Thailand scrambles to prevent humanitarian disaster from floods

BANGKOK Mon Oct 10, 2011 5:37am EDT

A policeman directs traffic in a flooded area in Ayutthaya province October 10, 2011. REUTERS/Sukree Sukplang

A policeman directs traffic in a flooded area in Ayutthaya province October 10, 2011.

Credit: Reuters/Sukree Sukplang

BANGKOK (Reuters) - Thai rescue workers scrambled on Monday to prevent a humanitarian disaster as the worst flooding in half a century swamped large sections of the country, shut factories and stranded thousands of people.

Nearly 270 people have been killed in heavy monsoon rains, floods and mudslides since July that have battered 30 of Thailand's 77 provinces, authorities said.

About 3.4 million acres (1.38 million hectares) of farm land is under water -- about 13 times the size of Hong Kong. More than 700,000 homes have been destroyed or damaged.
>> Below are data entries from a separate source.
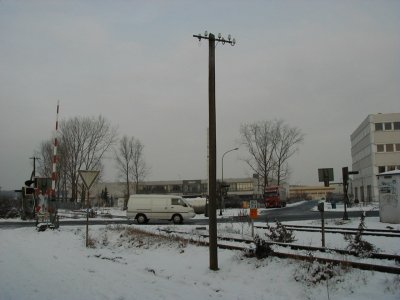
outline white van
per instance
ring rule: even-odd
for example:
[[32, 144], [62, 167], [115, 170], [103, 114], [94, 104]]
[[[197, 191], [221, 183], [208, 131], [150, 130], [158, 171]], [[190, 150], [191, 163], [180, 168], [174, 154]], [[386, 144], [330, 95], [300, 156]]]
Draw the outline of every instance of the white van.
[[136, 219], [139, 224], [147, 223], [150, 219], [172, 220], [180, 224], [195, 215], [185, 199], [173, 195], [131, 195], [126, 211], [127, 218]]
In the hard-hit central province of Ayutthaya, 198 factories in a big industrial estate, including an assembly plant of Honda Motor Co Ltd (7267.T), closed after flood waters breached a wall of sandbags at the weekend.

"There will certainly be some impact on production due to the flooding in Ayutthaya," Ammar Master, a senior market analyst at the Asian unit of J.D. Power and Associates, a California-based industry research firm.
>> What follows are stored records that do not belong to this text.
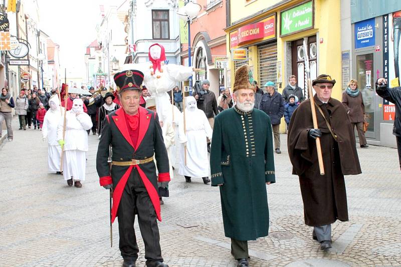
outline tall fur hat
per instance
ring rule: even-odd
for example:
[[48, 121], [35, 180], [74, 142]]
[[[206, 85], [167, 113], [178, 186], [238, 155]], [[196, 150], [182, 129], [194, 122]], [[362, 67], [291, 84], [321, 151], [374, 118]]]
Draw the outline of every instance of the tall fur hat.
[[255, 91], [253, 75], [248, 65], [241, 66], [235, 72], [233, 93], [240, 89], [252, 89], [254, 92]]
"While automakers will have components in stock, we expect a slowdown in production in the immediate term," he said. "Measures taken are likely to be similar to those implemented in the immediate aftermath of the (March earthquake) disaster in Japan."
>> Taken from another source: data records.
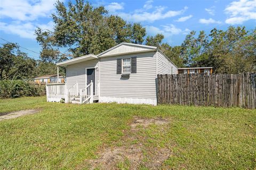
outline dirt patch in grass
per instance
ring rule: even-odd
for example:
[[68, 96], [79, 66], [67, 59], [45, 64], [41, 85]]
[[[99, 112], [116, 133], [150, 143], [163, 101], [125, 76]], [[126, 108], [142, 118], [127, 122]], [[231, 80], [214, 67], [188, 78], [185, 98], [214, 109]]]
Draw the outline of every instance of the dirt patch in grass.
[[[137, 132], [140, 128], [146, 128], [153, 124], [163, 125], [169, 122], [169, 120], [162, 118], [134, 117], [130, 124], [131, 131], [125, 132], [122, 139], [125, 144], [103, 148], [98, 153], [99, 158], [86, 162], [90, 165], [89, 167], [90, 169], [99, 168], [101, 169], [124, 169], [124, 169], [138, 169], [140, 166], [143, 166], [150, 169], [157, 169], [171, 155], [171, 150], [167, 148], [146, 147], [142, 144], [145, 139]], [[134, 140], [138, 142], [127, 144]], [[122, 165], [121, 167], [118, 167], [120, 165]]]
[[132, 123], [131, 124], [131, 130], [136, 130], [137, 126], [147, 128], [149, 125], [154, 123], [157, 125], [163, 125], [169, 122], [167, 119], [162, 118], [142, 118], [138, 117], [134, 117]]
[[29, 109], [14, 112], [2, 113], [0, 114], [0, 121], [6, 119], [14, 118], [21, 116], [33, 114], [40, 110], [40, 109]]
Industry Minister Wannarat Channukul estimated the initial cost of damage had reached more than 20 billion baht in Ayutthaya province alone.

"This is just a rough estimate. We still can't get to all parts of the area due to heavy flooding," he said, adding that he would travel with Prime Minister Yingluck Shinawatra to Ayutthaya later on Monday.

THOUSANDS PACKED INTO EVACUATION CENTRES

Bangkok, much of which is only two metres (78 inches) above sea level, has seen only minor flooding but officials are preparing for worse this week and considering evacuation plans for some sections of the city of about 12 million people.

The Chao Phraya river running through the capital, already high because of water coming from overflowing dams in the north, could be swollen from around October 13 by further heavy rain plus high sea tides affecting its estuary.

First Army Region Commander Lieutenant General Udomdej Sritabutr said three evacuation centres had been set up to support 7,000 evacuees in Ayutthaya province. At least 2,000 rescue workers have been sent to the area with nearly 1,000 boats and 155 trucks.

Ayutthaya provincial hall has been turned into a makeshift evacuation centre, packed with thousands in tents.

Economists are cutting forecasts for economic growth this year because of the floods but say reconstruction work will push up demand eventually, especially early next year.

Nearly 200 factories, including one run by Japanese car maker Honda, closed in Ayutthaya because of flooding. The Rojana estate in Ayutthaya, run by Rojana Industrial Park Pcl (ROJNA.BK), was flooded after a wall of sandbags collapsed.

A Honda spokeswoman said it had moved about 3,000 assembled cars from the estate to other areas. Hana Microelectronics Pcl (HANA.BK) has also had to close its plant in Ayutthaya.

The commerce ministry said on Friday it had slashed its forecast for the main rice crop, which farmers are just starting to bring in, to 21 million tonnes from 25 million because of the flooding.

Thailand is the world's biggest rice exporter. The crop damage will add to the pressure on export prices, already being forced up by the high buying price set under a government intervention scheme aimed at helping poor farmers.

Other Southeast Asian countries have suffered serious flooding in recent weeks because of heavy monsoon rains combined with tropical storms.

The death toll from two strong typhoons that cut across the north of the Philippines' main island and left behind widespread flooding had risen to 101 as of Sunday, the national disaster agency said.